The cold reserve that extended to the young man did not carry beyond him in relation to any other member of the household so far as James Brood was concerned. The unhappy boy, early in their acquaintance, came to realise that there was little in common between him and the man he called father. After a while the eager light died out of his own eyes and he no longer strove to encourage the intimate relations he had counted upon as a part of the recompense for so many years of separation and loneliness.

It required but little effort on his part to meet his father's indifference with a coldness quite as pronounced. He had never known the meaning of filial love; he had been taught by word of mouth to love the man he had never seen, and he had learned as one learns astronomy—by calculation. He hated the two old men because his father loved them.

In a measure, this condition may serve to show how far apart they stood from each other, James Brood and Frederic. Wanderlust and a certain feeling of unrest that went even deeper than the old habits kept James Brood away from his home many months out of the year. He was not an old man; in fact, he was under fifty, and possessed of the qualities that make for strength and virility even unto the age of fourscore years. While his old comrades, far up in the seventies, were content to sit by the fire in winter and in the shade in summer, he, not yet so old as they when their long stretch of intimacy began, was not resigned to the soft things of life. He was built of steel, and the steel within him called for the clash with flint. He loved the spark of fire that flashed in the contact.

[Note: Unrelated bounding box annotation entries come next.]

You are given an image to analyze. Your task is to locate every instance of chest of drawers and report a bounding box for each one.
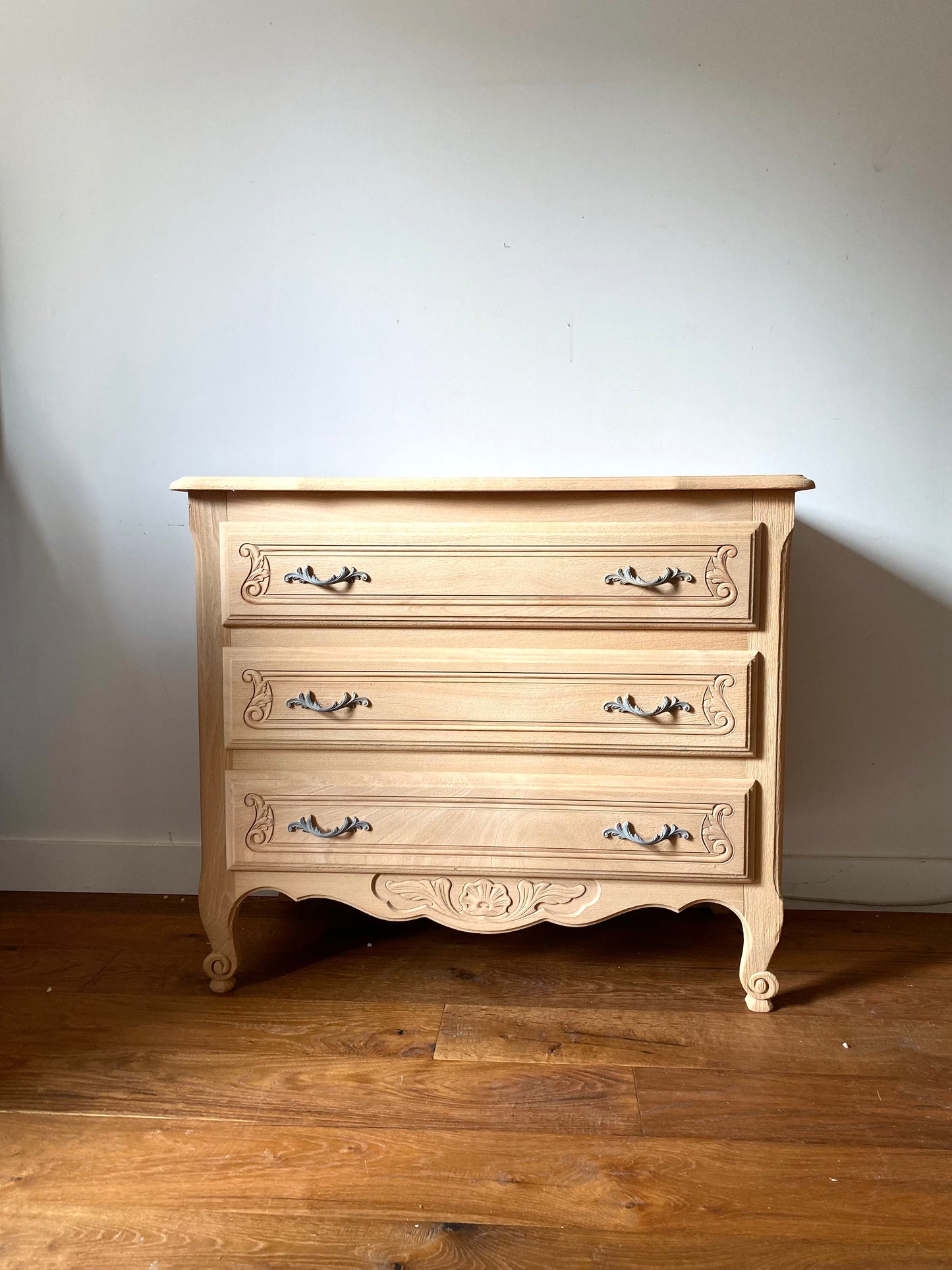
[173,476,812,1011]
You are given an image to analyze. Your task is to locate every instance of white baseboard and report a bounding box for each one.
[0,838,200,896]
[0,838,952,912]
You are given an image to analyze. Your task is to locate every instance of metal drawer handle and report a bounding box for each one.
[605,693,694,719]
[287,692,371,714]
[605,565,694,587]
[285,564,371,587]
[602,821,690,847]
[288,815,371,838]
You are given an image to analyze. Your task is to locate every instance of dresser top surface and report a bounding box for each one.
[169,476,814,494]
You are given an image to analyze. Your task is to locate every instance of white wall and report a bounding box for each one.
[0,0,952,903]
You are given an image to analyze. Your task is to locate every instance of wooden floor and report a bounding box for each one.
[0,894,952,1270]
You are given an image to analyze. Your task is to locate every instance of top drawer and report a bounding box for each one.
[221,521,759,629]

It was a harsh December night when the two old men sat guard over the message from the sea, and it was on a warm June day that they had said good-bye to him at the outset of his most recent flight.

The patient butler, Jones, had made no less than four visits to the library since ten o'clock to awaken them and pack them off to bed. Each time he had been ordered away, once with the joint admonition to “mind his own business.”

“But it is nearly midnight,” protested Jones irritably, with a glance at the almost empty decanter.